Global spot gold prices continue to hover just under the $US1300 ($NZ1783) per ounce mark.
Earlier this week prices touched a record $US1298 as investors again became jittery over European sovereign debt issues and declining global markets.
US stocks fell on Thursday after a weak reading on the labour market dropped stocks through a key technical level, validating the worries of those who thought the recent rally was flimsy.
European shares ended slightly weaker, after a sharp slowdown in euro zone services and manufacturing growth which had earlier hit stocks across the region, Reuters reported.
Further underpinning the gold price is increased annual demand from India and China for their respective wedding seasons.
Shares in New Zealand's largest gold producer, Oceana Gold, hit a record $5.41 on Tuesday.
By yesterday, that had softened to about $4.15, after news it had completed a report into its mothballed gold/copper development mine in the northern Philippines, which requires a $US140 million cash injection to restart.
Craigs Investment Partners broker Peter McIntyre said yesterday gold was likely to "push through $US1300" shortly, noting the present weakness in the US dollar and concern's over Ireland's economy and banks' stability were also driving the price.
"Global gold production is also down.
It is becoming more of a mainstream investment as opposed to alternative," Mr McIntyre said.
On Thursday the euro wobbled as uncertainty over the cost of propping up Ireland's banking sector triggered concerns the country was on the edge of a debt crisis which could drag down other troubled euro zone economies.
"The unsettling European news, particularly out of Ireland, is having an effect on investors," Mr McIntyre said.

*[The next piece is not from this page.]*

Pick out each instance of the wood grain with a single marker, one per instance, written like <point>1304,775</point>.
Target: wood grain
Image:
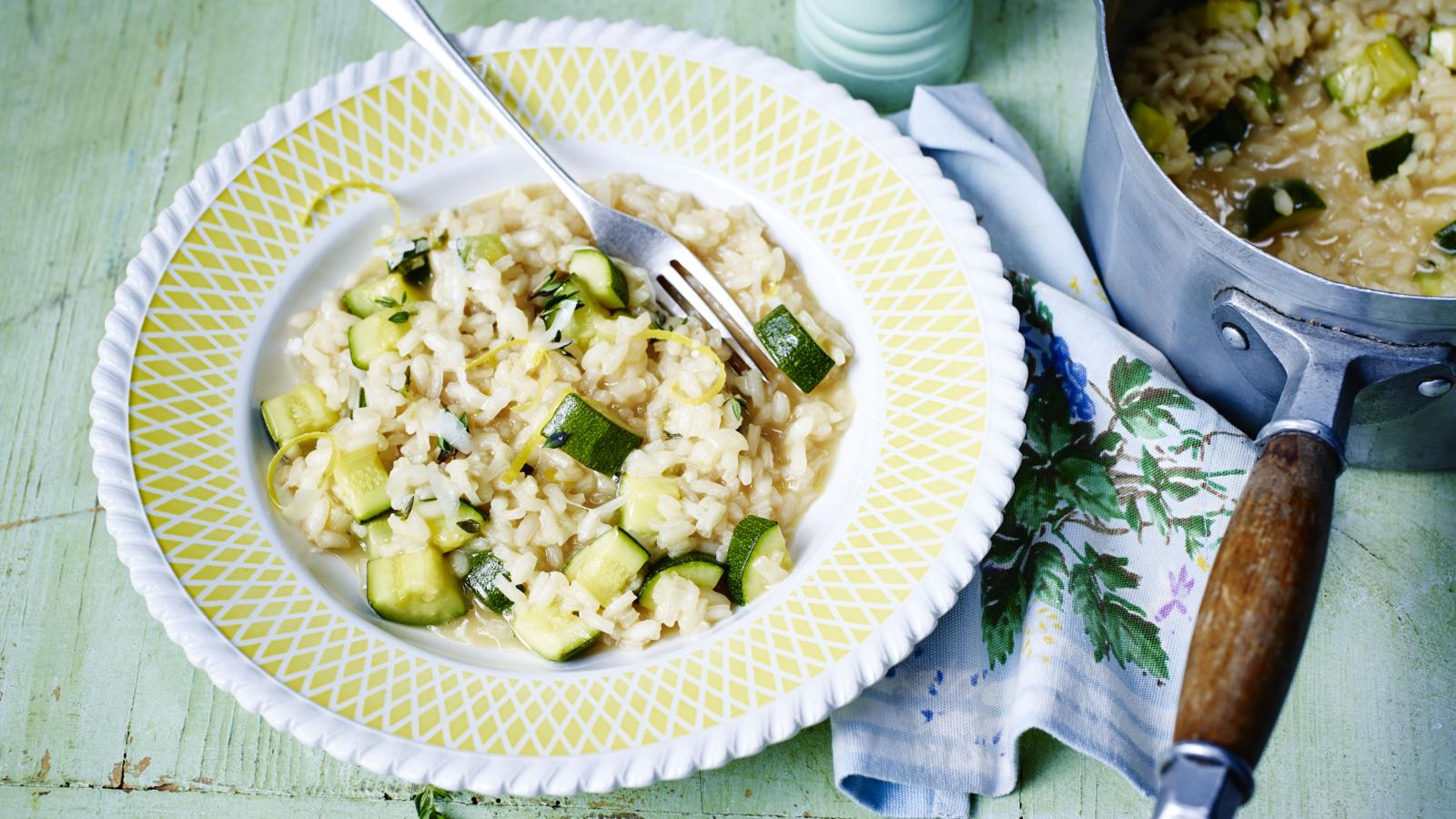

Oil, which fell to $US74 a barrel on Thursday after US data showed continued labour market weakness in the world's biggest oil user, yesterday rebounded to $US75.40 in overnight trading.
Oil investors, as with counterparts in other commodities markets, have had to deal with worries about a slowing recovery pace in the United States and fuel inventories have swollen to record levels, Reuters reported yesterday.
US existing home sales rose in August as housing markets struggled to stand unaided after the expiration of a popular tax credit for home buyers,but activity remained severely depressed from levels preceding the country's most severe downturn in modern history.
Government data on Wednesday showed an unexpected increase in US crude and petroleum stockpiles.
The inventory increase last week, despite an eight-day shutdown of the biggest pipeline shipping Canadian crude to the US, reaffirmed views that prices would mostly remain range-bound for the rest of the year between $US70 and $US80, the preferred level for Opec producers.